It’s tough to decide what’s most frustrating about Season 4 of Stranger Things. For all its emotional highs, the show also had to battle convoluted and trite writing to scale those peaks. Initially, one of the greatest hurdles the series had to overcome was its own inability to wrap stories up and go for feature-length episodes rather than enforcing the use of an adequate editor.
We didn’t need as much time spent in Russia with Hopper, Joyce, and Murray—both reunited and apart. We certainly didn’t need as much time traveling from California to Hawkins as the tethered groups fought incredible forces to be together again in their splintered fight against Vecna. Even with the context that it brought to the Vecna story, there had to be another way to both reignite Eleven’s powers while exposing the big bad that didn’t reduce the character back to her nearly nonverbal state of Seasons 1 and 2.
However, the greatest sin committed in Season 4—and one that has lightly poisoned the creative well of each season so far—is how little the Duffer Brothers seem to know or care about their characters and their growth, both independently and through the relationships written. It’s as if they’re actively working against any praise given to the show and the dynamics fans care about to prove themselves while also leaning into expectations and tropes such as Babysitter Steve or even Will’s likely feelings for Mike, something that I doubt they would’ve come to on their own. The bloated nature of Season 4 (which again, I overall enjoyed it) wasn’t a byproduct of ingenuity or epic-scale storytelling but a consequence of self-indulgent writing.
It’s that lack of understanding of what makes their characters so compelling that is easily the most off-putting; however, we are drawn in season after season largely due to the work the actors are putting into these roles. The 80s nostalgia and big monsters were an initial draw but, four seasons in, it’s the characters and the bonds they’ve formed that have become too enticing, especially as plotlines have derailed and elements such as secret Russian bases have seen the show careening towards demonstrative lack of control.
It’s in the big and small moments. Did they forget Will’s birthday? Okay, that’s one ridiculous element that a fact-checker could’ve spotted. They make Will believe with his whole being that Mike is the heart of the party in a move that reinforces that it’s what the Duffers believe? Well, at that point it’s just missing the point and the work they’ve done sitting right before them. Noah Schnapp does amazing work in the sequence, and he’s long been coded as gay and, likely, in love with his best friend, but there’s nothing textual in the story—at least for the past two seasons—that suggests this is the truth. Instead, like usual with queer characters, it’s all in the subtext. There’s little doubt that Finn Wolfhard is a talented actor, but it’s Sadie Sink’s Max, Gaten Matarazzo’s Dustin, and Caleb McLaughlin’s Lucas that had greater arcs this season who more aptly take up the heart of the story mantle.
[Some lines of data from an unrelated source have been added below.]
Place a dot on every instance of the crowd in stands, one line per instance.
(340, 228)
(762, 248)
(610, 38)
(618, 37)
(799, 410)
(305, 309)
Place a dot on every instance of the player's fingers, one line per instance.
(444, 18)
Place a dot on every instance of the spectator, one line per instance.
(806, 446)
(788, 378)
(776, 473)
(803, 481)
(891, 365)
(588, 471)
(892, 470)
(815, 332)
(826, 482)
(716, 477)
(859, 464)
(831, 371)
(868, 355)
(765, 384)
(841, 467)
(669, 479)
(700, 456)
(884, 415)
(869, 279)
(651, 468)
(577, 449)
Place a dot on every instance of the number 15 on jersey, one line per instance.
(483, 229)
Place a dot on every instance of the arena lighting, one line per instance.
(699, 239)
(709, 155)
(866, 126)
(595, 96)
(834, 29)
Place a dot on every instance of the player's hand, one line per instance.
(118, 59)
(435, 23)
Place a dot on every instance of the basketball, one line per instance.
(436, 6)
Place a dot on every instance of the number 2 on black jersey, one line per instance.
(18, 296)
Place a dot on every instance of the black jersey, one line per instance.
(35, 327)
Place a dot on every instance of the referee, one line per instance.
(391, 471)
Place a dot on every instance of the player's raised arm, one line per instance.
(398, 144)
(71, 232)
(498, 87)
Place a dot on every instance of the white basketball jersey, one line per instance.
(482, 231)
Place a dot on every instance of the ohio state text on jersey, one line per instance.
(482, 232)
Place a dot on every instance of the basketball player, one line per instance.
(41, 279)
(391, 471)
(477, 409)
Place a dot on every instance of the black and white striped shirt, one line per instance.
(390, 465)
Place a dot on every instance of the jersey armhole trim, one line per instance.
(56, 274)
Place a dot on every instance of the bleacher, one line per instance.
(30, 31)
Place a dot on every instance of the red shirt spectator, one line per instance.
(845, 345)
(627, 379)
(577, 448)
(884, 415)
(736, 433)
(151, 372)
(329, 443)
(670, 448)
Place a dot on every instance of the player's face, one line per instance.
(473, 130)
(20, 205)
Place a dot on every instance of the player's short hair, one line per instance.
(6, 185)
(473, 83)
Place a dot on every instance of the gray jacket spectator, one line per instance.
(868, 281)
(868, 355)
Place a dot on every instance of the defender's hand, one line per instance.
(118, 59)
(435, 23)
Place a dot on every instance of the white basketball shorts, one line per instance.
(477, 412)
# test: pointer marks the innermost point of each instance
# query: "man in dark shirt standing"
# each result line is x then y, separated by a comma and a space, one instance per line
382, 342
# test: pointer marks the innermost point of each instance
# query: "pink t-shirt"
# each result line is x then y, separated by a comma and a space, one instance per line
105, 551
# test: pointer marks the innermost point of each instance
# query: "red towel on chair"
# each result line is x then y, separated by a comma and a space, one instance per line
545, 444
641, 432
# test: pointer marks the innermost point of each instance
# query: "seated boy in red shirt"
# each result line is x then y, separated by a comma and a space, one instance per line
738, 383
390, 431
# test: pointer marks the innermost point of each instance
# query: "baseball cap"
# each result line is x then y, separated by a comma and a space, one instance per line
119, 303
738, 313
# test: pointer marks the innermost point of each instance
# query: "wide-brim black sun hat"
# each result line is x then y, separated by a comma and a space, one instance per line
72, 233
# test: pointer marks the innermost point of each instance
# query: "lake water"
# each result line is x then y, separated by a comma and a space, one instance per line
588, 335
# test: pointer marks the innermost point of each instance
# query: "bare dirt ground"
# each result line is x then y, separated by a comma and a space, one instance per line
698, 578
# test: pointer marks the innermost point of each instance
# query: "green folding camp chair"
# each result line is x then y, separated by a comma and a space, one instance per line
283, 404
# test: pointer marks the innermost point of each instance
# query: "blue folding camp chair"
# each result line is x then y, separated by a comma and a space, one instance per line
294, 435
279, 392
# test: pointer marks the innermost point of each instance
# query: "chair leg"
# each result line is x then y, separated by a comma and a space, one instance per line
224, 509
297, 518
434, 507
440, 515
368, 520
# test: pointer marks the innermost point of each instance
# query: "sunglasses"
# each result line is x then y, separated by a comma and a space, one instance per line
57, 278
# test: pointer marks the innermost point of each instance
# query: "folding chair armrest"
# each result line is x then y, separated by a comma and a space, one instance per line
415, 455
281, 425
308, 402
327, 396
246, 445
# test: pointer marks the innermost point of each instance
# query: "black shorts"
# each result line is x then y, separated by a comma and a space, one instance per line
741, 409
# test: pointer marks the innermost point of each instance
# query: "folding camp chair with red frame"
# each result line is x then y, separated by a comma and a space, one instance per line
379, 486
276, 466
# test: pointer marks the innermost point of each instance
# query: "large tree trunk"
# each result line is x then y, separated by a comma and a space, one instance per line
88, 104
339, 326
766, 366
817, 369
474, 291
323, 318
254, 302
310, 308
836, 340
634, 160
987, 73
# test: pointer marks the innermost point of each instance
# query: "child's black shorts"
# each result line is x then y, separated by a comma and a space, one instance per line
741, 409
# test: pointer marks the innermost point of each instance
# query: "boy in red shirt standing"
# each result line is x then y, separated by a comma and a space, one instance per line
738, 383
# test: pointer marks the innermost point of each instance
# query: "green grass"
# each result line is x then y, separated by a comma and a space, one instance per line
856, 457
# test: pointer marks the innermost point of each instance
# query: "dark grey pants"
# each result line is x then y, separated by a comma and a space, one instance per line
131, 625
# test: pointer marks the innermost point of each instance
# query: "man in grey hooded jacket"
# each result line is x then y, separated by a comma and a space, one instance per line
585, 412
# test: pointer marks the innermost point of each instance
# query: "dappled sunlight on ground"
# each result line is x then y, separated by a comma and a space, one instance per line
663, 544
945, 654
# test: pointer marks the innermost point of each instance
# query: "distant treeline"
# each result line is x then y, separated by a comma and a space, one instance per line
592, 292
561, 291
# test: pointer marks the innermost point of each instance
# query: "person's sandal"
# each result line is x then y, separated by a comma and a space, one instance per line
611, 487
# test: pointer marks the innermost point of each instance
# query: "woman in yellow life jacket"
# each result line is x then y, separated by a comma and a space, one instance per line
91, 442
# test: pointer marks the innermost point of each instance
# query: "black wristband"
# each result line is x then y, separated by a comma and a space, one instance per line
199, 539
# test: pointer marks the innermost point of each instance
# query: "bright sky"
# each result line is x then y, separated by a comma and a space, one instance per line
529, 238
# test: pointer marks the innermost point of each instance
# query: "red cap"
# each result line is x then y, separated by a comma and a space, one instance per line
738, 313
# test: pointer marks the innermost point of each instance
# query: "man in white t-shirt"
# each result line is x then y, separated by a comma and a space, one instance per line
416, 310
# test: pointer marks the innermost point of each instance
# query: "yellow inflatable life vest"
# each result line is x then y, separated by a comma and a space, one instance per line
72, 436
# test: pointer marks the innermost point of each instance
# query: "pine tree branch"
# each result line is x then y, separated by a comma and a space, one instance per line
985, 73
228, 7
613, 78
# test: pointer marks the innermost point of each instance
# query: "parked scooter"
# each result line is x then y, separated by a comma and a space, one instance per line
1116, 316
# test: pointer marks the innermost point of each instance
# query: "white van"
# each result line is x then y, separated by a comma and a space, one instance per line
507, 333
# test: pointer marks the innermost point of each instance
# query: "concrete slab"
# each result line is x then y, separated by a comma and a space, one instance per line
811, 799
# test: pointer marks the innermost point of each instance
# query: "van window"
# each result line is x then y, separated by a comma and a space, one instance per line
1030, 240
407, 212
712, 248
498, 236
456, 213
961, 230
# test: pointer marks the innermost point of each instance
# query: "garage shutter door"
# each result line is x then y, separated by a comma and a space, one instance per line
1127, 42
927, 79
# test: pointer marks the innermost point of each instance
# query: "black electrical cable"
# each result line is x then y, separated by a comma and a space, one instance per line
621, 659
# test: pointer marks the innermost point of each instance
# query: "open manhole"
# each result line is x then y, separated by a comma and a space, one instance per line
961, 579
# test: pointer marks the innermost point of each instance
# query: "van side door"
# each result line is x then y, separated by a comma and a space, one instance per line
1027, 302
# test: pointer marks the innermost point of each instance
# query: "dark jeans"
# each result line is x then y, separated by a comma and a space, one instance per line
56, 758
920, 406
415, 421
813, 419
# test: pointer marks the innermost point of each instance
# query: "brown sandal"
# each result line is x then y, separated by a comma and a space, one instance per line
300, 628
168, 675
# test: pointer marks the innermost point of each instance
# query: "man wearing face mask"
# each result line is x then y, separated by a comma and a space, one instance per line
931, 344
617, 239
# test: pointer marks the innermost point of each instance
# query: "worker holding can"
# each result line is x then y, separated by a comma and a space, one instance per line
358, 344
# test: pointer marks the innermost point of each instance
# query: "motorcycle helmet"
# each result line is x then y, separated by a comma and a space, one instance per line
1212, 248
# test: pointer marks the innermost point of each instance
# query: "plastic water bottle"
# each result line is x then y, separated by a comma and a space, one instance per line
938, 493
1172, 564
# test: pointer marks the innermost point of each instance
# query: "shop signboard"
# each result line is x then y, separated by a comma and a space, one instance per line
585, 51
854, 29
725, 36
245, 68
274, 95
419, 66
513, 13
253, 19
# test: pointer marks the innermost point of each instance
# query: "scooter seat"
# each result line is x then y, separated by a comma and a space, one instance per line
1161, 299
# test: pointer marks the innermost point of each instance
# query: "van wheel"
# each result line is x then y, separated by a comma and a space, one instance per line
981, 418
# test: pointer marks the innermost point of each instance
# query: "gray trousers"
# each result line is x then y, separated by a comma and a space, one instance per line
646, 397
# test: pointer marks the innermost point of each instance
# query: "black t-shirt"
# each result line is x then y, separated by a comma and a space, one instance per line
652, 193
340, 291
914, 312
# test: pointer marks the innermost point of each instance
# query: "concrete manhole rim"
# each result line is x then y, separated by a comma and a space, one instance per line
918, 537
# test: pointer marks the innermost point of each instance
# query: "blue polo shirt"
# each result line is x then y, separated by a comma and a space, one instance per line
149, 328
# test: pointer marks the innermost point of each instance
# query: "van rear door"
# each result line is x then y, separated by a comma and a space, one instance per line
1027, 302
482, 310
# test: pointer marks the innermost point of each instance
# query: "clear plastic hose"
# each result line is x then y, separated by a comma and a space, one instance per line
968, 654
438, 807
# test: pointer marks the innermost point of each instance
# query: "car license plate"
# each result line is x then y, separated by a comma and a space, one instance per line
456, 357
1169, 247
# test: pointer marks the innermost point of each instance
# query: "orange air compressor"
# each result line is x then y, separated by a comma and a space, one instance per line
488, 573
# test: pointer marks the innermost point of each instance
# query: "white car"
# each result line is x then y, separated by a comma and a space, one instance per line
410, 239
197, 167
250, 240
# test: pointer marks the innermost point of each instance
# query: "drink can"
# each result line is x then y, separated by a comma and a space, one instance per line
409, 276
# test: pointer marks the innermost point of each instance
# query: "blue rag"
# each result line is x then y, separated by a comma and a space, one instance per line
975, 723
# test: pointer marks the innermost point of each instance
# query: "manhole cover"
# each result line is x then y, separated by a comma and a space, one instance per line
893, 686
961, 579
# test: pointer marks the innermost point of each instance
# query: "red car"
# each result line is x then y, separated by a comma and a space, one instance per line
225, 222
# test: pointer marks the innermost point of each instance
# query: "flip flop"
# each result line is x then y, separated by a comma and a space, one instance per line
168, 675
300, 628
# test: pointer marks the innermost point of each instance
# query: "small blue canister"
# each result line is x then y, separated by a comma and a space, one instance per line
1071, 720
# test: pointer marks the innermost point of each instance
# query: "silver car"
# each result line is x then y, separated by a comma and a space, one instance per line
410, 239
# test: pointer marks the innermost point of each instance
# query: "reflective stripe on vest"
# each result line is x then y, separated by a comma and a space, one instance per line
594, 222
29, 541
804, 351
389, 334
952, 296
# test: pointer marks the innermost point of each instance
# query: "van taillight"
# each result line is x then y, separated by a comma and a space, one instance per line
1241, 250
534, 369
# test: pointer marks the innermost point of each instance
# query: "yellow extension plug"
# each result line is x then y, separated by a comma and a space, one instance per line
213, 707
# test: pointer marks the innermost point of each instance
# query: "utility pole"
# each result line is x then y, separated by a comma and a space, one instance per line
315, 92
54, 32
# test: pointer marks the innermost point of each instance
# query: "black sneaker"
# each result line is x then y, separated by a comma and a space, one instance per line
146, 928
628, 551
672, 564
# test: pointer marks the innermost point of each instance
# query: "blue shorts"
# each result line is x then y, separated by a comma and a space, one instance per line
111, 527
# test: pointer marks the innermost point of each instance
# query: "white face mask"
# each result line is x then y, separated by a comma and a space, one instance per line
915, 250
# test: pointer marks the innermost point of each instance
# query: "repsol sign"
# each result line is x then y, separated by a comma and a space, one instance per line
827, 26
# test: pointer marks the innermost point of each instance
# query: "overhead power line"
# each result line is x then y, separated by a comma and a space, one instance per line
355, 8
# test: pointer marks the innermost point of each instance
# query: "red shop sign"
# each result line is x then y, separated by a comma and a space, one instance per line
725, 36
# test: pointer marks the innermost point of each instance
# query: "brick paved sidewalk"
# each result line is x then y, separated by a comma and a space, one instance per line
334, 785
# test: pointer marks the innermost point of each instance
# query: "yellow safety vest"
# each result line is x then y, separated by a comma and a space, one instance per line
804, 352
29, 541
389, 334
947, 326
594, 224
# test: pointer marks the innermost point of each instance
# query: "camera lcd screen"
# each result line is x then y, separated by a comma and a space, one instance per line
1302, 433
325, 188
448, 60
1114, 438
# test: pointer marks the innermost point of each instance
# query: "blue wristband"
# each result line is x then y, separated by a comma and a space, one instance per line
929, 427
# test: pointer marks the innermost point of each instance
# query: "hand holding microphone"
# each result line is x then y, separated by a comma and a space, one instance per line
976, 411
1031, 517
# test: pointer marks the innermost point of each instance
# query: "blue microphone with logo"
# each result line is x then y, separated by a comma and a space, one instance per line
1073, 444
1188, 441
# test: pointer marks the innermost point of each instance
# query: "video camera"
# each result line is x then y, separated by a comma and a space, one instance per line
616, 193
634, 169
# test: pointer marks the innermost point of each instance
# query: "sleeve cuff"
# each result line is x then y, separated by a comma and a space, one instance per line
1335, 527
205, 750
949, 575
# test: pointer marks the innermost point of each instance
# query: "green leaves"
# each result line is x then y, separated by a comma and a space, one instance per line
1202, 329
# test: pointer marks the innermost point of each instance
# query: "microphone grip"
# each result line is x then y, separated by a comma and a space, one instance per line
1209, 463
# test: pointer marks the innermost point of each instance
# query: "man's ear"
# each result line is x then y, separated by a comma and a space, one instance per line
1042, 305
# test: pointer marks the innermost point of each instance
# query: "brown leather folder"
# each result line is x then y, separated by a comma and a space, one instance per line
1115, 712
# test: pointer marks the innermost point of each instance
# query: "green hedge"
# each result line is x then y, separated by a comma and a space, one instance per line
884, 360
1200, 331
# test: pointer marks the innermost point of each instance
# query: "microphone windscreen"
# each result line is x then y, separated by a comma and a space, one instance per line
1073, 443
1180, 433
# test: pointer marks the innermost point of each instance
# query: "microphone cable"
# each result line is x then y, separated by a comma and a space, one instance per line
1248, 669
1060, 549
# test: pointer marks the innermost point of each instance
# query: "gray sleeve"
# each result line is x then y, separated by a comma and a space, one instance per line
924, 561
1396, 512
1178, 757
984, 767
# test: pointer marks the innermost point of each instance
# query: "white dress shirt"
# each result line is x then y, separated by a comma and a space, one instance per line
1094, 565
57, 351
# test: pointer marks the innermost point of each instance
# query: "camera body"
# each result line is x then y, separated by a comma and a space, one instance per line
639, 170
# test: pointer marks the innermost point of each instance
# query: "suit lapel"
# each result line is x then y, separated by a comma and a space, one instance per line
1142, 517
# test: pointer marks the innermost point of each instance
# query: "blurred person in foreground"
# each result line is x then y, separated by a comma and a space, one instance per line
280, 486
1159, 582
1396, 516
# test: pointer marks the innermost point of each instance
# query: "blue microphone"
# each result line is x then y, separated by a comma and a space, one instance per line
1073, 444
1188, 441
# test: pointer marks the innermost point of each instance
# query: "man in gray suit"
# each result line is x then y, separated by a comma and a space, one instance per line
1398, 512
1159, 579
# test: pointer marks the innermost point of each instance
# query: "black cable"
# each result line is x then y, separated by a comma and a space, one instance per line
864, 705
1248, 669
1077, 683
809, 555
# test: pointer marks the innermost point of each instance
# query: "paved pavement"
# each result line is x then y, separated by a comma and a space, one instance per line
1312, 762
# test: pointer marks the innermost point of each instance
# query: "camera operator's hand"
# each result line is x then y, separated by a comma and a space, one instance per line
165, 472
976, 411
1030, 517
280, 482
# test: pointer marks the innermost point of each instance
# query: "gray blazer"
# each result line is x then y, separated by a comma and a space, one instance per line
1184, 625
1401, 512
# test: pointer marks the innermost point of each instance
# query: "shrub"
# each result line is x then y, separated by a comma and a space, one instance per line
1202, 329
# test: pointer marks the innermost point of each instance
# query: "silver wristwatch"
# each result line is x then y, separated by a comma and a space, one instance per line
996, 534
It plays into the idea of failing to see what makes a character interesting and this is strengthened by the prominence and weight that’s put on romantic relationships. Hopper and Joyce were at their best in Seasons 1 and 2 that, despite hints of romantic feelings, were more largely focused on keeping their town and loved ones safe, David Harbour and Winona Ryder possessing that odd couple magic. Joyce’s strength was her resolute belief in her children and zero bullshit attitude in protecting them, so sidelining her to Russia just for the consummation of her and Hopper’s relationship is a cheap watering down of her character.
Similarly, for being the MVP of the show, Joe Keery’s Steve is forced to rehash his feelings for Nancy, despite the character having been written to have closure with her and Jonathan’s relationship at the end of Season 2. There’s believability at least that, while separated from Jonathan due to distance and forced into proximity in near-death experiences, Nancy and Steve would grow closer again and Kerry and Natalia Dyer share definite chemistry, but it all feels like ten steps back in growth for both characters whose best moments have come from solo acts of heroics.
It’s a shame, and something that is certainly rectified when the characters are all working together rather than being split apart, but it’s one of the obvious weak spots in a series that, for all its messiness, remains almost frustratingly engaging. While there’s no doubt in the ambition behind worldbuilding (not to mention that fantastic score) it’s always been the characters who have driven so much of the care. So why does it seem like the Duffer Brothers care less about their characters than the viewers do? Partner the characters off if you must, but don’t rely on the pairings themselves to do the heavy lifting in characterization.
The capability is there—we see it in episodes such as the extraordinary “Dear Billy,” which understood Max’s trauma and loneliness and the way her friends would rally around her. It’s just become abundantly clear the writers believe the intrigue lives in the mythos of the Hawkins town and its Sunnydale-ification and the multiple, overlaying, and knotted plots and not in the relationships introduced in Season 1 and the developments they’ve taken. Look at the highlights of any given season, from Eleven saving Mike in Season 1 to her return in Season 2, Max and Eleven’s friendship in Season 3 and Robin and Steve’s shared confessional in a dirty bathroom stall, and the strength of the show is apparent to anyone who’s watching, just not the ones creating it.
All episodes of Season 4 of Stranger Things are currently available on Netflix.